The Federal Reserve's recent decision to cut interest rates for the first time since March 2020 is set to shake up the stablecoin market. The top five centralized stablecoins, which collectively hold nearly $125 billion in US treasury bills, are bracing for a significant hit to their revenue streams.

- **Impact on Revenue**: According to CCData, treasury bills make up 80.2% of major stablecoin reserves. Each 50-basis point (bps) cut could slash approximately $625 million in interest income.
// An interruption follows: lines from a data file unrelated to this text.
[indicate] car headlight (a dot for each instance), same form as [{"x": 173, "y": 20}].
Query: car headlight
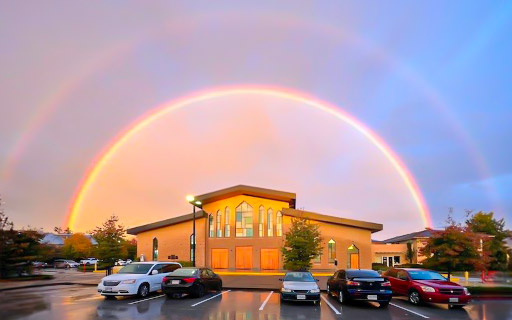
[
  {"x": 131, "y": 281},
  {"x": 427, "y": 289}
]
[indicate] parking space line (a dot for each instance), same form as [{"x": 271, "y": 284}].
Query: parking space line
[
  {"x": 408, "y": 310},
  {"x": 330, "y": 305},
  {"x": 195, "y": 304},
  {"x": 266, "y": 300},
  {"x": 163, "y": 295}
]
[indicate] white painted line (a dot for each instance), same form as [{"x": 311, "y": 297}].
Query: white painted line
[
  {"x": 195, "y": 304},
  {"x": 163, "y": 295},
  {"x": 330, "y": 305},
  {"x": 408, "y": 310},
  {"x": 266, "y": 300}
]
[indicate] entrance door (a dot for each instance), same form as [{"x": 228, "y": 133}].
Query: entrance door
[
  {"x": 269, "y": 259},
  {"x": 354, "y": 261},
  {"x": 243, "y": 258},
  {"x": 219, "y": 258}
]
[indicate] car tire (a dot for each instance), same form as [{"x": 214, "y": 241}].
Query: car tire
[
  {"x": 414, "y": 297},
  {"x": 199, "y": 291},
  {"x": 143, "y": 290}
]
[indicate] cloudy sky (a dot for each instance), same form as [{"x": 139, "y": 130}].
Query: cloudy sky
[{"x": 433, "y": 80}]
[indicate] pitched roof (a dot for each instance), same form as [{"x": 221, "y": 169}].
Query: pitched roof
[
  {"x": 166, "y": 222},
  {"x": 373, "y": 227},
  {"x": 427, "y": 233},
  {"x": 248, "y": 191}
]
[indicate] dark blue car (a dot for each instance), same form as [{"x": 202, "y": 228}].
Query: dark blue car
[{"x": 359, "y": 284}]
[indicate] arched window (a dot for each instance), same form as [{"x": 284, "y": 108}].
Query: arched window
[
  {"x": 211, "y": 226},
  {"x": 331, "y": 250},
  {"x": 155, "y": 249},
  {"x": 227, "y": 227},
  {"x": 270, "y": 222},
  {"x": 243, "y": 221},
  {"x": 261, "y": 221},
  {"x": 219, "y": 222},
  {"x": 279, "y": 224}
]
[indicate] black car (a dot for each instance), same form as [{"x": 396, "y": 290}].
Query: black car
[
  {"x": 359, "y": 284},
  {"x": 193, "y": 281}
]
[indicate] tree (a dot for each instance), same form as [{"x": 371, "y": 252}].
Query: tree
[
  {"x": 109, "y": 237},
  {"x": 453, "y": 249},
  {"x": 495, "y": 246},
  {"x": 409, "y": 254},
  {"x": 302, "y": 244},
  {"x": 77, "y": 246}
]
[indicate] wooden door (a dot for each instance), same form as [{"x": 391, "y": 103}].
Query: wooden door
[
  {"x": 243, "y": 258},
  {"x": 354, "y": 260},
  {"x": 269, "y": 259},
  {"x": 219, "y": 258}
]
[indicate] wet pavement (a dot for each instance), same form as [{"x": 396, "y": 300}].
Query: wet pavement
[{"x": 78, "y": 302}]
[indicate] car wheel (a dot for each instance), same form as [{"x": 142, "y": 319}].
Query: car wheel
[
  {"x": 414, "y": 297},
  {"x": 143, "y": 290},
  {"x": 199, "y": 292}
]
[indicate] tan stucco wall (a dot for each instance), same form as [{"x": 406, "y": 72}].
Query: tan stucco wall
[{"x": 173, "y": 240}]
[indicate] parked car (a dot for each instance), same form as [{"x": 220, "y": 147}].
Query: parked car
[
  {"x": 422, "y": 285},
  {"x": 89, "y": 261},
  {"x": 362, "y": 284},
  {"x": 65, "y": 264},
  {"x": 300, "y": 286},
  {"x": 193, "y": 281},
  {"x": 138, "y": 278}
]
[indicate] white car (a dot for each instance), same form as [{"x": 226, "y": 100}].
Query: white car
[
  {"x": 89, "y": 261},
  {"x": 138, "y": 278}
]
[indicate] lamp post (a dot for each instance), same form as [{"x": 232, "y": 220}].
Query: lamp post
[{"x": 195, "y": 203}]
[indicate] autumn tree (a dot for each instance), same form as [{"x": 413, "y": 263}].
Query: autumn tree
[
  {"x": 109, "y": 237},
  {"x": 302, "y": 244},
  {"x": 77, "y": 246}
]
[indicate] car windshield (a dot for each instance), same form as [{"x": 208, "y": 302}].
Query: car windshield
[
  {"x": 184, "y": 272},
  {"x": 299, "y": 276},
  {"x": 425, "y": 275},
  {"x": 137, "y": 268},
  {"x": 362, "y": 274}
]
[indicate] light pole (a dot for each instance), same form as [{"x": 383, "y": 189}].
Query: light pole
[{"x": 195, "y": 203}]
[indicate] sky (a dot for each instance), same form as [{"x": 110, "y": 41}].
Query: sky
[{"x": 432, "y": 80}]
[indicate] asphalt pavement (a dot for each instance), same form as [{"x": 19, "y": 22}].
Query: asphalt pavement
[{"x": 80, "y": 302}]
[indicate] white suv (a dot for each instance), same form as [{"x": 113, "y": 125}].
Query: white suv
[{"x": 137, "y": 278}]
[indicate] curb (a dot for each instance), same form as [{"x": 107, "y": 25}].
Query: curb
[{"x": 49, "y": 285}]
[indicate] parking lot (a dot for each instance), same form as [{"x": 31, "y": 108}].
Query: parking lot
[{"x": 83, "y": 302}]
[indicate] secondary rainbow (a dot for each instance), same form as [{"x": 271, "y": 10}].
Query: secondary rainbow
[{"x": 146, "y": 120}]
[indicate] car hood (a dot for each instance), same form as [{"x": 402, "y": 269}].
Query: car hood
[
  {"x": 439, "y": 283},
  {"x": 123, "y": 276},
  {"x": 297, "y": 285}
]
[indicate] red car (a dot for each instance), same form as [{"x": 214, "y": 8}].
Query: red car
[{"x": 422, "y": 285}]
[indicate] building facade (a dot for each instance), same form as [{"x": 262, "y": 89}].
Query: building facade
[{"x": 243, "y": 228}]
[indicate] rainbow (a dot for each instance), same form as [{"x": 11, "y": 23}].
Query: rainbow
[{"x": 287, "y": 94}]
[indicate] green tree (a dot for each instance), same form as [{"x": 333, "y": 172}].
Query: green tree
[
  {"x": 302, "y": 244},
  {"x": 495, "y": 246},
  {"x": 109, "y": 237},
  {"x": 453, "y": 249}
]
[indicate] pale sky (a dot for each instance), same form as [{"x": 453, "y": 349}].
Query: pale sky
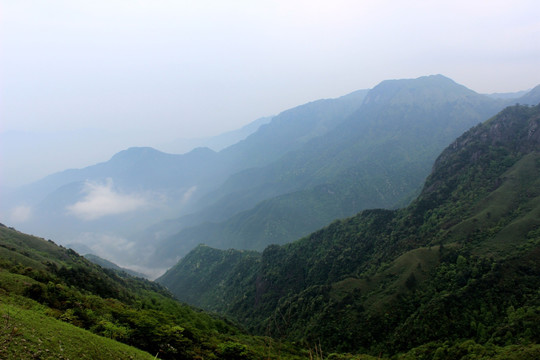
[{"x": 85, "y": 79}]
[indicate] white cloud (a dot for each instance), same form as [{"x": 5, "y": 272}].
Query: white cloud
[
  {"x": 21, "y": 214},
  {"x": 102, "y": 200},
  {"x": 188, "y": 194}
]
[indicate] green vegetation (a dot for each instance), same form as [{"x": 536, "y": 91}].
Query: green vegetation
[
  {"x": 57, "y": 304},
  {"x": 378, "y": 157},
  {"x": 456, "y": 274}
]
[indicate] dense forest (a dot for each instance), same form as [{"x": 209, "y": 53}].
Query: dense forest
[{"x": 459, "y": 265}]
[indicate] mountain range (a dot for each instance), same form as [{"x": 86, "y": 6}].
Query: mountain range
[
  {"x": 460, "y": 263},
  {"x": 308, "y": 166},
  {"x": 398, "y": 222}
]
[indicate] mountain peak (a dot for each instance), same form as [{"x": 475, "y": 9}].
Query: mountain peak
[{"x": 435, "y": 88}]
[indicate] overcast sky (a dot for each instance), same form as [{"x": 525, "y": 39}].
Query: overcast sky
[{"x": 84, "y": 79}]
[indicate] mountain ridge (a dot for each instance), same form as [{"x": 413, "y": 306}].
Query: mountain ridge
[{"x": 423, "y": 274}]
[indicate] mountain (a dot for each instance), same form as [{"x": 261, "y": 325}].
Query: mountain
[
  {"x": 106, "y": 264},
  {"x": 106, "y": 206},
  {"x": 55, "y": 304},
  {"x": 216, "y": 143},
  {"x": 456, "y": 272},
  {"x": 378, "y": 157},
  {"x": 309, "y": 165}
]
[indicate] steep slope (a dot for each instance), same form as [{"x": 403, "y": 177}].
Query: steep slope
[
  {"x": 461, "y": 262},
  {"x": 54, "y": 303},
  {"x": 378, "y": 157},
  {"x": 107, "y": 203}
]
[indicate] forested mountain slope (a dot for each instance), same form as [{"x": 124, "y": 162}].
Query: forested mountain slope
[
  {"x": 377, "y": 158},
  {"x": 461, "y": 262},
  {"x": 55, "y": 304}
]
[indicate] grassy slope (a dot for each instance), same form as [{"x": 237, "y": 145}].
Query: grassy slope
[{"x": 52, "y": 300}]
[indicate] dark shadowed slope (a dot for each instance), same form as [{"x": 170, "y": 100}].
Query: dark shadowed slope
[{"x": 460, "y": 263}]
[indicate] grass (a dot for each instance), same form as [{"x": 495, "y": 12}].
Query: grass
[{"x": 30, "y": 334}]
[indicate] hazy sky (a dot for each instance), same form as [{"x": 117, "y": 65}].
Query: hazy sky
[{"x": 80, "y": 80}]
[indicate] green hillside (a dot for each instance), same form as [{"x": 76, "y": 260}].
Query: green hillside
[
  {"x": 55, "y": 304},
  {"x": 455, "y": 272},
  {"x": 377, "y": 158}
]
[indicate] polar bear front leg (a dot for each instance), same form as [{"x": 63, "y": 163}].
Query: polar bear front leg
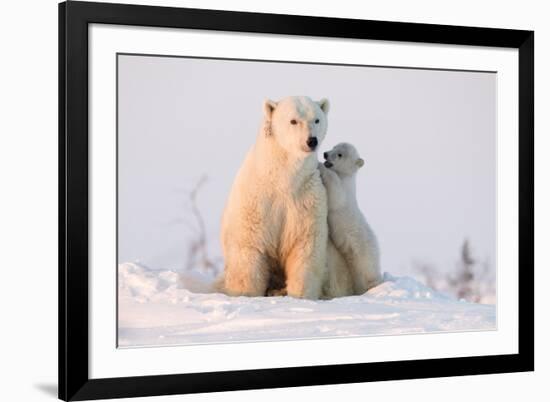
[
  {"x": 305, "y": 267},
  {"x": 246, "y": 273}
]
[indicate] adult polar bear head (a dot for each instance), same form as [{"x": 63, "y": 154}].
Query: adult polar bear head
[
  {"x": 274, "y": 224},
  {"x": 297, "y": 123}
]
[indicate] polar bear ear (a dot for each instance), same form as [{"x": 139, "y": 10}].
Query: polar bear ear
[
  {"x": 269, "y": 107},
  {"x": 324, "y": 105}
]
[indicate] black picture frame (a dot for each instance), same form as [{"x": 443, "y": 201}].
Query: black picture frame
[{"x": 74, "y": 381}]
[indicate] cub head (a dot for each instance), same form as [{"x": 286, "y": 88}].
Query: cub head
[
  {"x": 343, "y": 159},
  {"x": 297, "y": 123}
]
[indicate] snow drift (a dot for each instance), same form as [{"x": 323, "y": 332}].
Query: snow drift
[{"x": 170, "y": 308}]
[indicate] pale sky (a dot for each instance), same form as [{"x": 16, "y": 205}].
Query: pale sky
[{"x": 428, "y": 139}]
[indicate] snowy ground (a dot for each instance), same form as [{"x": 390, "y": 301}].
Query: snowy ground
[{"x": 157, "y": 308}]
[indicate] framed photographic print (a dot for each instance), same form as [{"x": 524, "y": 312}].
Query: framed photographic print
[{"x": 258, "y": 200}]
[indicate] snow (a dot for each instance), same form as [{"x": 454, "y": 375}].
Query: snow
[{"x": 161, "y": 307}]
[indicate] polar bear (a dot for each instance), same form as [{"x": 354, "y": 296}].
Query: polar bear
[
  {"x": 274, "y": 224},
  {"x": 348, "y": 229}
]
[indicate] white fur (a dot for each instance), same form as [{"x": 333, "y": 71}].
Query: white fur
[
  {"x": 275, "y": 221},
  {"x": 349, "y": 231}
]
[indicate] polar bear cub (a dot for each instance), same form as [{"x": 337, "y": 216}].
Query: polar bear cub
[{"x": 348, "y": 228}]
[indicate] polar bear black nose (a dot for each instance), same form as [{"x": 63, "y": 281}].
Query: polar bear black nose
[{"x": 312, "y": 142}]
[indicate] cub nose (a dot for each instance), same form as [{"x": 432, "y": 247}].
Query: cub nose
[{"x": 312, "y": 142}]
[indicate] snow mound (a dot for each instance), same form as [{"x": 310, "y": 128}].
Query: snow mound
[{"x": 171, "y": 308}]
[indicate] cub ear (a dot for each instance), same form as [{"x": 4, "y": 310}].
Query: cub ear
[
  {"x": 269, "y": 107},
  {"x": 324, "y": 105}
]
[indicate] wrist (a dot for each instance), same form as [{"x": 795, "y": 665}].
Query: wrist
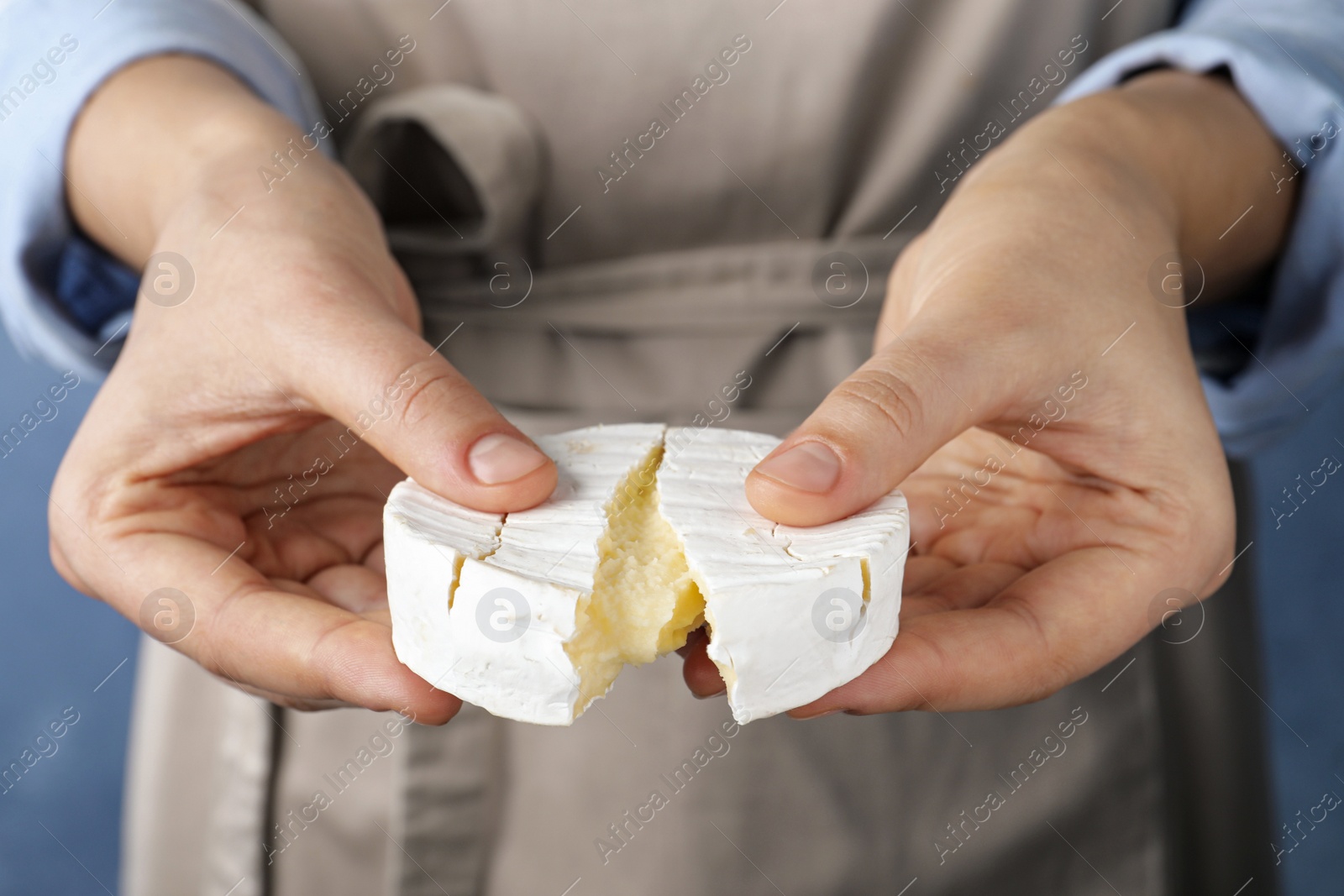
[{"x": 165, "y": 134}]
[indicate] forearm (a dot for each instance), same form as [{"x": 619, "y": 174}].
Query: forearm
[
  {"x": 1167, "y": 157},
  {"x": 163, "y": 130}
]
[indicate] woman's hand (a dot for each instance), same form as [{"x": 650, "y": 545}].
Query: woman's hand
[
  {"x": 242, "y": 448},
  {"x": 1038, "y": 405}
]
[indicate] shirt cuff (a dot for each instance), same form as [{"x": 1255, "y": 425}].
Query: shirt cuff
[
  {"x": 53, "y": 55},
  {"x": 1283, "y": 56}
]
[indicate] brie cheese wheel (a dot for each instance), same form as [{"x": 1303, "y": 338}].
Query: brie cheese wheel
[{"x": 647, "y": 537}]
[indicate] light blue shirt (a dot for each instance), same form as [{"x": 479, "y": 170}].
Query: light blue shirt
[{"x": 53, "y": 55}]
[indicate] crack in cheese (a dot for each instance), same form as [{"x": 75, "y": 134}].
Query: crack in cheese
[{"x": 534, "y": 614}]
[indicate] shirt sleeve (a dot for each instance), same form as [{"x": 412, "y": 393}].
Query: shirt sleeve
[
  {"x": 1287, "y": 58},
  {"x": 53, "y": 55}
]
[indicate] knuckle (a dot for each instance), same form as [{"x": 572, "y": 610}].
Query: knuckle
[
  {"x": 434, "y": 387},
  {"x": 884, "y": 396}
]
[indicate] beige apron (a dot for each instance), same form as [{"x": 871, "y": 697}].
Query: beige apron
[{"x": 638, "y": 278}]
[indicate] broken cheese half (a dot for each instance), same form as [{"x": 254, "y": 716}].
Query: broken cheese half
[{"x": 647, "y": 537}]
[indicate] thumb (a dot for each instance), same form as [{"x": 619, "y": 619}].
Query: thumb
[
  {"x": 403, "y": 398},
  {"x": 874, "y": 429}
]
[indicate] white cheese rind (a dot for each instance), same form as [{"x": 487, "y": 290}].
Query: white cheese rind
[
  {"x": 504, "y": 651},
  {"x": 785, "y": 605}
]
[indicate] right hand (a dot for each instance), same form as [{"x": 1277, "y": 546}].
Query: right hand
[{"x": 201, "y": 464}]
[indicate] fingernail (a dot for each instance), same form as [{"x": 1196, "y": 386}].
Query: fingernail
[
  {"x": 808, "y": 466},
  {"x": 499, "y": 458}
]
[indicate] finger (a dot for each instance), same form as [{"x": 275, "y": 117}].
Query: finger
[
  {"x": 874, "y": 429},
  {"x": 961, "y": 589},
  {"x": 1054, "y": 625},
  {"x": 389, "y": 387},
  {"x": 351, "y": 586},
  {"x": 260, "y": 636}
]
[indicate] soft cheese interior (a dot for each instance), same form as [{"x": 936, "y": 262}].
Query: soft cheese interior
[{"x": 647, "y": 537}]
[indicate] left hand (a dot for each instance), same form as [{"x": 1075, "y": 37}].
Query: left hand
[{"x": 1038, "y": 406}]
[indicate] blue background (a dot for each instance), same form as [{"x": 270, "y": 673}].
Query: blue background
[{"x": 55, "y": 647}]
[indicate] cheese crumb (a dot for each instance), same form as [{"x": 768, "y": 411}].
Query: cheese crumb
[{"x": 644, "y": 600}]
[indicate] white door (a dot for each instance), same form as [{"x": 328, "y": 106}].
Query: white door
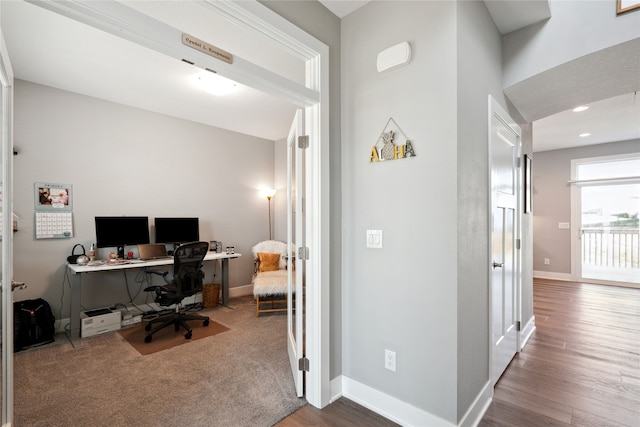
[
  {"x": 504, "y": 149},
  {"x": 295, "y": 241},
  {"x": 6, "y": 183}
]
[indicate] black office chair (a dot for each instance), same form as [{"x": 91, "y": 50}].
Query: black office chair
[{"x": 187, "y": 281}]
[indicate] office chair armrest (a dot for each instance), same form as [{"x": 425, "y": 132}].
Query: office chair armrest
[{"x": 159, "y": 273}]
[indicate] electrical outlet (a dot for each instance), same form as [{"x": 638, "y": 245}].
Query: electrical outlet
[
  {"x": 374, "y": 239},
  {"x": 390, "y": 360}
]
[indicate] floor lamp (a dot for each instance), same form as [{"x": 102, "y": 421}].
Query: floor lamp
[{"x": 269, "y": 193}]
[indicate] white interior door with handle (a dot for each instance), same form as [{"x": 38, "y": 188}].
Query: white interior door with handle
[
  {"x": 504, "y": 150},
  {"x": 6, "y": 187},
  {"x": 296, "y": 247}
]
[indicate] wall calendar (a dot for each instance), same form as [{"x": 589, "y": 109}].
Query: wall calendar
[{"x": 54, "y": 211}]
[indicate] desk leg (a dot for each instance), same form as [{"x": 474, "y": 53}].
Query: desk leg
[
  {"x": 225, "y": 281},
  {"x": 74, "y": 315}
]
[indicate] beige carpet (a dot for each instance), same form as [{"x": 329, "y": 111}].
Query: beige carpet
[
  {"x": 168, "y": 337},
  {"x": 237, "y": 378}
]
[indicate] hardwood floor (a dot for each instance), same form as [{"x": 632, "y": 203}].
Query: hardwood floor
[
  {"x": 341, "y": 413},
  {"x": 581, "y": 367}
]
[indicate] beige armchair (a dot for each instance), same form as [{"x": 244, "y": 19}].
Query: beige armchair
[{"x": 270, "y": 276}]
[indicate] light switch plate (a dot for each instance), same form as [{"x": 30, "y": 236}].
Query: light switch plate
[{"x": 374, "y": 239}]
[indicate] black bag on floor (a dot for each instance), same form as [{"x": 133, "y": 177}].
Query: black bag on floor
[{"x": 33, "y": 324}]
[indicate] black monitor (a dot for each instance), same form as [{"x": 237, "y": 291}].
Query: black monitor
[
  {"x": 118, "y": 231},
  {"x": 177, "y": 230}
]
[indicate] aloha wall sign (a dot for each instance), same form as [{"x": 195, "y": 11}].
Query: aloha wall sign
[{"x": 390, "y": 144}]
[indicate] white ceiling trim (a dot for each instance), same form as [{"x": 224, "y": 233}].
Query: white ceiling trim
[{"x": 124, "y": 22}]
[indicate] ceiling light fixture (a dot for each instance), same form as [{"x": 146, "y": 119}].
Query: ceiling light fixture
[{"x": 215, "y": 84}]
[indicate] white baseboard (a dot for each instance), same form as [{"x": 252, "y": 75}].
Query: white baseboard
[
  {"x": 527, "y": 331},
  {"x": 385, "y": 405},
  {"x": 402, "y": 412},
  {"x": 479, "y": 406},
  {"x": 552, "y": 275}
]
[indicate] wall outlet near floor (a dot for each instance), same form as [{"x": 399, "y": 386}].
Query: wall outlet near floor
[
  {"x": 374, "y": 239},
  {"x": 390, "y": 360}
]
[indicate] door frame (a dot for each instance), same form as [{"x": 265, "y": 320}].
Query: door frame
[
  {"x": 313, "y": 96},
  {"x": 576, "y": 216},
  {"x": 496, "y": 108},
  {"x": 6, "y": 310}
]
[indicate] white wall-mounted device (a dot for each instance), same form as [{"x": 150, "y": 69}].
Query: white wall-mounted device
[{"x": 394, "y": 57}]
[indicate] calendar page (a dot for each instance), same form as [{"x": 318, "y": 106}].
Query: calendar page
[
  {"x": 54, "y": 225},
  {"x": 54, "y": 215}
]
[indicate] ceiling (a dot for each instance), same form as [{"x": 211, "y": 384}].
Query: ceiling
[{"x": 50, "y": 49}]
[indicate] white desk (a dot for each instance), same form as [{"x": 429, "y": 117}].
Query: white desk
[{"x": 77, "y": 271}]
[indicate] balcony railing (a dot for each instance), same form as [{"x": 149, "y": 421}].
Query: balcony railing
[{"x": 611, "y": 247}]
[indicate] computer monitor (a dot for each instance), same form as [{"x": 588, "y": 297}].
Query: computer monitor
[
  {"x": 118, "y": 231},
  {"x": 177, "y": 230}
]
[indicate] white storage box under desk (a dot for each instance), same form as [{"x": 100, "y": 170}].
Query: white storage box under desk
[{"x": 99, "y": 321}]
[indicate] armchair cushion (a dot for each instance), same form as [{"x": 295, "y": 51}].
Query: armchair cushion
[{"x": 268, "y": 262}]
- **Future Cuts**: The CME Group’s FedWatch tool indicates a potential 75-bps rate cut by the end of 2024, including a 50-bps cut in November and an additional 25 bps in December. This could total a $1.5625 billion revenue loss for stablecoins.

- **Leading Stablecoins**: Tether’s USDT leads with $93.2 billion in T-bills, followed by Circle’s USDC with $28.7 billion. Smaller players like FDUSD, PYUSD, and TUSD also hold significant treasury assets.

- **Market Trends**: Despite a 1.50% rise in stablecoin market capitalization to $172 billion in September, trading volumes on centralized exchanges have dropped by 39.4% to $683 billion as of Sept. 23.

USDT remains the most traded stablecoin, capturing 77.2% of all trading volume, with FDUSD and USDC trailing behind. The upcoming rate cuts could add pressure on stablecoins' profit margins, making the next few months critical for the market.